According to the FBI's Charles Matthews, approximately 40 investigators from the FBI, state, and local police would continue to search the property and had already made plans to bring in underground imaging equipment the following day. He said they also planned to dig up a concrete slab that Weaver had poured after the two girls had disappeared.
The following morning, investigators worked diligently to remove the concrete slab in Weaver's backyard. Afterward, they discovered a 55-gallon barrel that had been buried beneath the slab. Not surprisingly, they found a second set of human remains inside the barrel.
By this time, a media circus had converged on the area, as had supporters, friends, and relatives of the missing girls. One of Weaver's ex-wives had also shown up, and she told CNN that there had been "no doubt" in her mind that Weaver had killed the two girls. She said that she had urged the FBI to investigate Weaver several months earlier, and was "frustrated and disgusted" that it had taken so long to bring the case to this point. She claimed that she had first become suspicious when Weaver had poured the concrete slab in the middle of the night. She said that he had claimed that it was for a hot tub, one that he never installed.
"If only people would have listened to me five months ago and tried to understand why I was so frustrated and why I was trying to get the attention (to focus) on him," she said. "It's not because I'm an ex-wife and because I have hate against him. When the first remains were found, I was hysterical."
Within a few days the remains found in Weaver's backyard were positively identified as those of Ashley Pond and Miranda Gaddis. Ashley's remains were those found in the barrel beneath the cement slab, and Miranda's were those found in the cardboard box in the storage shed.
A few weeks later, the facts of the case were presented to a grand jury and Ward Weaver III was indicted on multiple counts of aggravated murder, rape and sexual abuse in connection with the deaths of Ashley and Miranda, as well as two counts of second-degree abuse of a corpse. He was also indicted on counts of rape and sexual abuse in connection with the attack on his son's girlfriend, and similar charges were leveled against him in connection with the rape and sexual abuse of another young girl that allegedly occurred in July 2002. The district attorney's office was considering pursuing the death penalty in connection with the aggravated murder counts associated with Ashley's and Miranda's murders, but a decision had yet to be made.

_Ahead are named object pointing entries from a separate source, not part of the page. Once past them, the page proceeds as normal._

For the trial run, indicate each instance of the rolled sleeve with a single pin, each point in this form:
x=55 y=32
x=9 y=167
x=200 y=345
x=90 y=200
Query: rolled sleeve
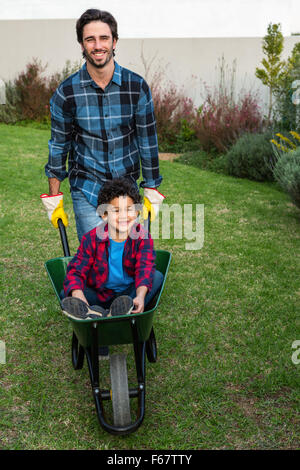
x=147 y=139
x=61 y=136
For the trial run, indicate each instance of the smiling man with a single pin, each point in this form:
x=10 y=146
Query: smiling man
x=102 y=122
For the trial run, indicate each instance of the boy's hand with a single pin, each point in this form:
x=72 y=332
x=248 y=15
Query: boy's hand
x=138 y=302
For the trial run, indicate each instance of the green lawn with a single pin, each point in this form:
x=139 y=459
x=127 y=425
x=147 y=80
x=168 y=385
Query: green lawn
x=225 y=325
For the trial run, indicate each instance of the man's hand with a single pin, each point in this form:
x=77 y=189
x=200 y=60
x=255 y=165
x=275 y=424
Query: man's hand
x=55 y=209
x=152 y=201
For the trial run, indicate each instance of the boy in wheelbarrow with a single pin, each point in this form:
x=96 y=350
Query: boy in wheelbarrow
x=113 y=271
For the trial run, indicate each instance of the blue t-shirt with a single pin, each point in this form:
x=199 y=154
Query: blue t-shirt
x=118 y=280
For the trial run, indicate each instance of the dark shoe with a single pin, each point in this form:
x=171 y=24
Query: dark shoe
x=78 y=310
x=99 y=309
x=122 y=305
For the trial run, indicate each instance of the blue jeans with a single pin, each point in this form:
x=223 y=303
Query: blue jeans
x=86 y=217
x=92 y=298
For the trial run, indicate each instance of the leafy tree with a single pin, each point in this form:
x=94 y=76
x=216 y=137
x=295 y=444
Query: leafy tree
x=273 y=69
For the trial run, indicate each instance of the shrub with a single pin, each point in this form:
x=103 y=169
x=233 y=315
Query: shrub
x=9 y=112
x=223 y=117
x=174 y=113
x=252 y=157
x=27 y=97
x=287 y=173
x=286 y=109
x=220 y=121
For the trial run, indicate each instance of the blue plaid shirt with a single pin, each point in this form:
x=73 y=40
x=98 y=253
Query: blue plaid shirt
x=104 y=133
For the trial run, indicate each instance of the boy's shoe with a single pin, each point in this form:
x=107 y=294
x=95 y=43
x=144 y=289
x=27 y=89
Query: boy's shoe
x=78 y=310
x=122 y=305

Meanwhile, retired detectives Garry Davis and Glenn Johnson, who had worked on Ward Weaver Jr.'s case 20 years earlier while employed by the Kern County Sheriff's Department and had helped dig up Barbara Levoy's body from Weaver's backyard, watched in shocked disbelief as Ward Weaver III's case unfolded on television news stories nationwide. They found the similarities between the two cases eerie and unsettling, almost unbelievable.

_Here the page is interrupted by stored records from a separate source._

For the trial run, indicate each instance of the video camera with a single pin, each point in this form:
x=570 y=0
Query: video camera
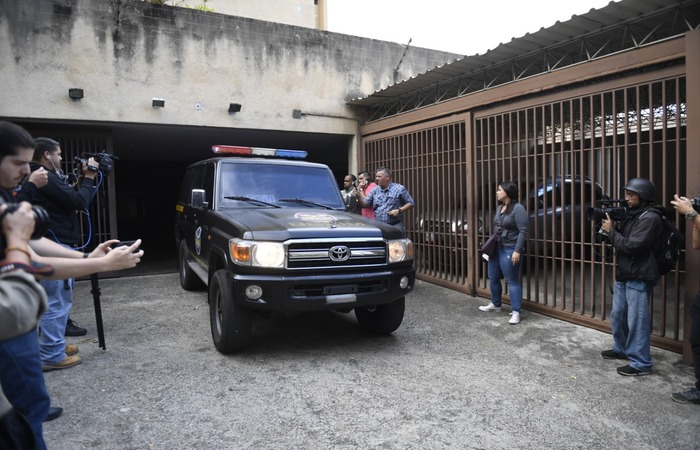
x=603 y=207
x=41 y=221
x=104 y=162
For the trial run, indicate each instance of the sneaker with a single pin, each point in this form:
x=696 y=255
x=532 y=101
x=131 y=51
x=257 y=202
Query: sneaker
x=71 y=349
x=54 y=413
x=490 y=307
x=514 y=318
x=68 y=362
x=72 y=329
x=692 y=395
x=612 y=354
x=629 y=371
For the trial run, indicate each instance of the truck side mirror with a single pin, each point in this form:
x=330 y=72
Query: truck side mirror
x=199 y=198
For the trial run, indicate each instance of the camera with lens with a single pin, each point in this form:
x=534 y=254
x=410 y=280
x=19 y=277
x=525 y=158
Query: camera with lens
x=696 y=203
x=41 y=221
x=104 y=161
x=609 y=207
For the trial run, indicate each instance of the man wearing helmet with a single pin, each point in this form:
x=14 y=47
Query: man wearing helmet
x=635 y=277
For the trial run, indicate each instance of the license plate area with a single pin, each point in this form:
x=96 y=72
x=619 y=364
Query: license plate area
x=341 y=289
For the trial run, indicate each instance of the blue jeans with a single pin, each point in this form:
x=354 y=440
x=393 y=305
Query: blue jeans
x=695 y=337
x=500 y=265
x=23 y=380
x=52 y=342
x=631 y=322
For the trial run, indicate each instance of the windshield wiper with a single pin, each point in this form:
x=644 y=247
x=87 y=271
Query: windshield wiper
x=251 y=200
x=304 y=202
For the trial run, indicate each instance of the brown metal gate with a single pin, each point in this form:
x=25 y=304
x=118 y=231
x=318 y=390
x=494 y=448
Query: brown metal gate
x=566 y=150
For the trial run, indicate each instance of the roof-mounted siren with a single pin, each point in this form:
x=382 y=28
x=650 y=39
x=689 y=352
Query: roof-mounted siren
x=258 y=151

"Our parents are our teachers, and Ward Weaver III had a horrible teacher in his father," Johnson told a reporter for the Daily Iowan. "Apparently, the fruit doesn't fall very far from the tree....He (the elder Weaver) is the type of person who has to get to know his victims and befriend them, in a sense. That would sexually excite him for the assault."
"The name reaches out to me, and it's like a cold hand grabbing my heart," Davis said to a reporter for a story that was picked up by AP. "You flash back to digging at his house, and now I'm seeing this, and I'm thinking it's so scary — it seems like he set out to get a cell next to his father."